Only in the US cannabis space would investors sell a stock at yearly lows heading into the launch of multiple new markets larger than most existing markets where a company currently operates. Green Thumb Industries (OTCQX: GTBIF) is a leading MSO (multi-state operator) poised for years of strong growth ahead, even without Federal approval, yet the stock is now at yearly lows. My investment thesis is ultra Bullish on the stock trading at a very low multiple of future growth rates.
Even in a recently tough environment due to a lack of new markets opening up for recreational cannabis, Green Thumb reported a strong quarter with Q4’21 revenues rising 4% sequentially to $ 243.6 million. In total, the company grew revenues over 60% during the year to reach $ 893.6 million.
The large MSO ended the year on a run rate to easily top $ 1 billion in annual sales, considering the closing of the acquisition of LeafLine Industries in Minnesota on December 30. Not to mention, Green Thumb is now poised for massive growth as Northeast states open up recreational cananbis sales in the next few years.
New York, Connecticut and Virginia all have plans for recreational cannabis sales in the 2023 to 2024 timelines while New Jersey is expected to launch soon. According to Marijuana MomentNew Jersey could launch recreation cannabis within the week providing a huge growth jolt for Green Thumb in the limited license state.
Instead, the market is focused on short-term revenue issues with covid hits and seasonal timing causing some pricing pressure after a strong December. On the Q4’21 earnings call, CEO Ben Kovler made the following statement about January sales in their home state helping cause the large sell off following call:
So while Illinois saw sales volume decrease in January, December was a record month and for the full year 2021 total sales 67% to $ 1.8 billion year-over-year.

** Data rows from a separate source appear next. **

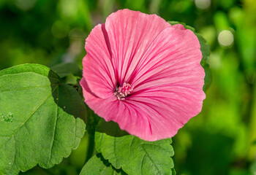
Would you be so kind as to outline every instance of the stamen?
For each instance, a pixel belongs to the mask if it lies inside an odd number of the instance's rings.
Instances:
[[[129,83],[124,82],[123,86],[116,87],[116,90],[114,90],[114,95],[118,100],[124,100],[124,98],[133,90],[133,88],[134,87]]]

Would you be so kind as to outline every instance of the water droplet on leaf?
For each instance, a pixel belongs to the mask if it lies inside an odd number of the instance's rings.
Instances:
[[[12,122],[13,114],[11,112],[9,112],[7,115],[4,115],[3,114],[0,114],[0,122],[4,121],[7,122]]]

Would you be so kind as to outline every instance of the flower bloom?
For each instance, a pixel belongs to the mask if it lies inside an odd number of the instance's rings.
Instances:
[[[182,25],[118,10],[94,28],[85,48],[86,103],[129,133],[146,141],[172,137],[201,111],[200,45]]]

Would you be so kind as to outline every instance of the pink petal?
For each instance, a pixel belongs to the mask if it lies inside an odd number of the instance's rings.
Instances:
[[[105,25],[95,26],[86,40],[87,54],[83,60],[83,76],[91,90],[101,98],[112,96],[116,85],[110,47],[105,38],[108,34]]]
[[[112,13],[106,20],[113,63],[120,85],[127,82],[143,52],[164,28],[170,26],[156,15],[129,9]]]
[[[130,134],[147,141],[172,137],[200,112],[202,53],[195,35],[182,25],[119,10],[93,29],[86,50],[80,82],[86,103]],[[124,82],[134,90],[118,100],[113,93]]]

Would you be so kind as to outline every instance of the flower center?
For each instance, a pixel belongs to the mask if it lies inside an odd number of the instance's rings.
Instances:
[[[114,90],[114,95],[118,100],[124,100],[124,97],[127,97],[133,90],[133,86],[129,83],[124,82],[123,86],[116,87]]]

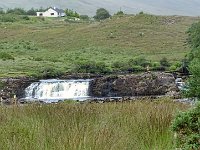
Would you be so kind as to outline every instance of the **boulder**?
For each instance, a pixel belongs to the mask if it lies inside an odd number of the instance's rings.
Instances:
[[[178,91],[174,76],[163,72],[104,76],[94,79],[90,89],[95,97],[165,95]]]

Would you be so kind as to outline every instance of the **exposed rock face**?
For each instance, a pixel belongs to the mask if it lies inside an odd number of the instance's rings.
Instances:
[[[91,93],[97,97],[165,95],[172,91],[178,91],[175,78],[160,72],[101,77],[91,84]]]
[[[21,98],[24,96],[25,88],[34,82],[34,79],[30,78],[4,78],[0,79],[1,87],[0,87],[0,97],[2,99],[10,99],[13,98],[14,95],[17,98]]]

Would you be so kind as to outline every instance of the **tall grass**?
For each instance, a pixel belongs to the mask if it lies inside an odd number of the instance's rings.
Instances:
[[[186,105],[162,102],[0,107],[0,149],[171,150]]]

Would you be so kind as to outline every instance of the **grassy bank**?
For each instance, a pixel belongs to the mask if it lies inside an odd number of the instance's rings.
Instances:
[[[176,63],[189,51],[185,32],[197,19],[142,14],[91,23],[36,17],[0,22],[0,75],[38,75],[49,68],[69,72],[85,61],[112,70],[113,64],[137,57],[154,65],[163,57]]]
[[[0,149],[171,150],[171,101],[0,107]]]

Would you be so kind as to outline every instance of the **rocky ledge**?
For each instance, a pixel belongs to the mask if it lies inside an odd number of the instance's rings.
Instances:
[[[179,89],[170,73],[146,72],[137,75],[104,76],[91,83],[91,94],[96,97],[177,96]]]

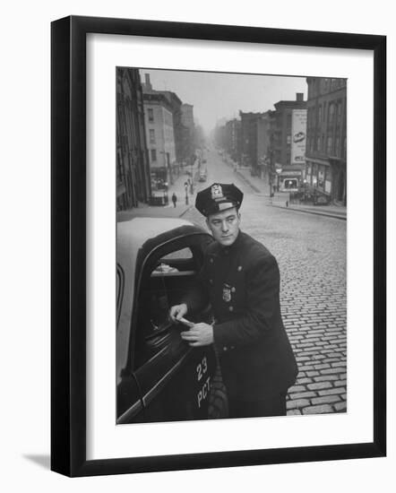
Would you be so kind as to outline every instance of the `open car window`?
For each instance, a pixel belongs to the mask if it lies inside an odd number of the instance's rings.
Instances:
[[[138,296],[134,368],[170,344],[185,349],[180,326],[175,326],[168,313],[196,287],[206,243],[206,235],[178,238],[158,248],[146,262]]]

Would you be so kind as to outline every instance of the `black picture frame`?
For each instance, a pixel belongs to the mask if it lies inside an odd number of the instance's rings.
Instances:
[[[86,35],[354,48],[374,54],[372,443],[86,458]],[[71,16],[51,25],[51,469],[68,476],[380,457],[386,454],[386,37]]]

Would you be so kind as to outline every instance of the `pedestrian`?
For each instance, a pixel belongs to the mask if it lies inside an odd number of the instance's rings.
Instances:
[[[214,241],[196,289],[170,308],[172,320],[210,302],[214,323],[195,324],[181,337],[192,347],[214,344],[227,388],[230,418],[286,414],[286,394],[297,367],[282,324],[275,257],[240,230],[243,194],[233,184],[199,192],[195,207]]]

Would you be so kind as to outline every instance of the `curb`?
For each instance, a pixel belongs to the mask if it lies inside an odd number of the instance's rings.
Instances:
[[[269,204],[271,207],[277,207],[278,209],[283,209],[284,211],[293,211],[294,212],[305,212],[306,214],[314,214],[314,216],[326,216],[328,218],[340,219],[341,221],[347,221],[347,216],[338,216],[331,212],[315,212],[314,211],[306,211],[304,209],[297,209],[295,207],[284,207],[283,205]]]

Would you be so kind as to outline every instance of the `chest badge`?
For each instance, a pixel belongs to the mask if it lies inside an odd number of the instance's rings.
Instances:
[[[223,301],[229,303],[231,301],[231,286],[223,284]]]

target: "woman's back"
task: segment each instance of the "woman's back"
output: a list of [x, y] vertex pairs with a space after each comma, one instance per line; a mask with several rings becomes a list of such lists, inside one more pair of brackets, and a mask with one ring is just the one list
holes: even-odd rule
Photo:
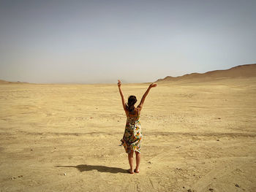
[[135, 122], [140, 120], [140, 110], [138, 108], [135, 108], [133, 111], [129, 112], [127, 115], [127, 121], [128, 122]]

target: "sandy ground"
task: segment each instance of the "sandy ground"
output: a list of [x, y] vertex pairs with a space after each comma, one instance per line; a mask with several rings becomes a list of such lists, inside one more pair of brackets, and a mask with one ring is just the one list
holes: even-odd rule
[[1, 191], [256, 191], [255, 77], [159, 83], [135, 174], [116, 84], [0, 85], [0, 118]]

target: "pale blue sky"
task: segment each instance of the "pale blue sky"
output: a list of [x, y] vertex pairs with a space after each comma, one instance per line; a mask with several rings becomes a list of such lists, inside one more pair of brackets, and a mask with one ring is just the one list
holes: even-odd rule
[[256, 63], [256, 1], [1, 1], [0, 79], [153, 82]]

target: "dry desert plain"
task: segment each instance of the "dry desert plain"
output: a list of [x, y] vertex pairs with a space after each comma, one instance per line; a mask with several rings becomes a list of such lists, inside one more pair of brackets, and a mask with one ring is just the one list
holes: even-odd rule
[[[121, 86], [140, 101], [148, 85]], [[139, 174], [116, 84], [2, 84], [0, 118], [1, 191], [256, 191], [256, 77], [159, 82]]]

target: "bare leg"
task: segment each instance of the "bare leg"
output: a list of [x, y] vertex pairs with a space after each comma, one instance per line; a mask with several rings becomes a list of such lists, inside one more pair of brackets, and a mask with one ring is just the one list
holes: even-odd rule
[[140, 153], [135, 151], [136, 153], [136, 169], [135, 172], [138, 173], [140, 172]]
[[131, 153], [129, 153], [128, 154], [128, 161], [129, 161], [129, 164], [130, 166], [129, 172], [134, 173], [134, 172], [133, 172], [133, 150], [132, 150]]

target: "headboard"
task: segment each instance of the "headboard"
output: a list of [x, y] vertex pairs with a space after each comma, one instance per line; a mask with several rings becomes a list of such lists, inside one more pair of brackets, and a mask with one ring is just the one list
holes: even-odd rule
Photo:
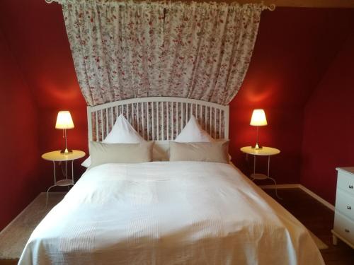
[[215, 139], [229, 139], [229, 106], [183, 98], [132, 98], [87, 107], [88, 141], [103, 141], [120, 114], [146, 140], [173, 140], [193, 114]]

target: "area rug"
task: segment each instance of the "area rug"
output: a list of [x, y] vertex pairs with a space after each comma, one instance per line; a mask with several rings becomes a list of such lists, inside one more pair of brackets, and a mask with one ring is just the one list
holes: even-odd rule
[[[0, 259], [18, 259], [32, 231], [64, 196], [64, 193], [50, 192], [48, 206], [45, 206], [45, 193], [42, 193], [0, 232]], [[328, 246], [309, 230], [319, 249]]]

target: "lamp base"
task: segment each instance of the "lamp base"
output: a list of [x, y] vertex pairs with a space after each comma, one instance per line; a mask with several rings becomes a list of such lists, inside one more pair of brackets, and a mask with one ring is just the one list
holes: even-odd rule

The CEO had already discussed a competitive pricing environment with the EBTIDA margin outlook of at least 30% in the future. Regardless, the market always chooses to focus on the noise and extrapolate weaker numbers too much into future results. Green Thumb had already discussed lower margins as the company expands into new states and long before all of these Northeast states launch recreational cannabis programs.
For Q4’21, EBITDA margins were 31.2%, down from 36.9%. Margins for 2021 were 34.5%. Green Thumb produced $ 307.8 million in adjusted EBITDA for the year for impressive 71% growth, even with the lower margin hit during the year.
The MSO produced operating cash flows for an eighth consecutive quarter is another sign of the disconnect with the actual business and the stock price.
Buy An MSO
At this point, most of the MSOs are extremely cheap. Investors need to be invested with which ever company is the preferred one in the sector.
In the case of Green Thumb, the stock has a market valuation of only $ 4.5 billion. The MSO is one of the largest in the sector with sales targets in the $ 1.1 billion range next year placing the company far above Canadian cannabis companies.
The stock is already extremely cheap based on 2021 EBITDA total and the consensus estimate now has the stock trading at a forward EV / EBITDA multiple of 10.6x 2022 EBITDA targets in the $ 400 + million range. The multiple has fallen more than 50% in the last year.
These EBITDA numbers are before huge revenue gains in 2023 and 2024 from these other Northeast states launching recreational cannabis. Green Thumb should see some solid efficiencies of scale over these years to counter know scenarios where pricing will become more competitive.
With just stable adjusted EBITDA margins, the large MSO could easily double EBITDA over a 2 to 3 year period. Normally, a company with the ability to double already sizable EBITDA over a 3 year period trades at a premium valuation. Right now, the stock trades in the value arena where slow growth companies trade.
The key investor takeaway is that Green Thumb reported another solid quarter and any sell off is due to the market focusing on the noise in the cannabis sector. The large MSO should benefit from launching recreational cannabis within weeks finally providing the beginning catalyst for the next move higher in the sector.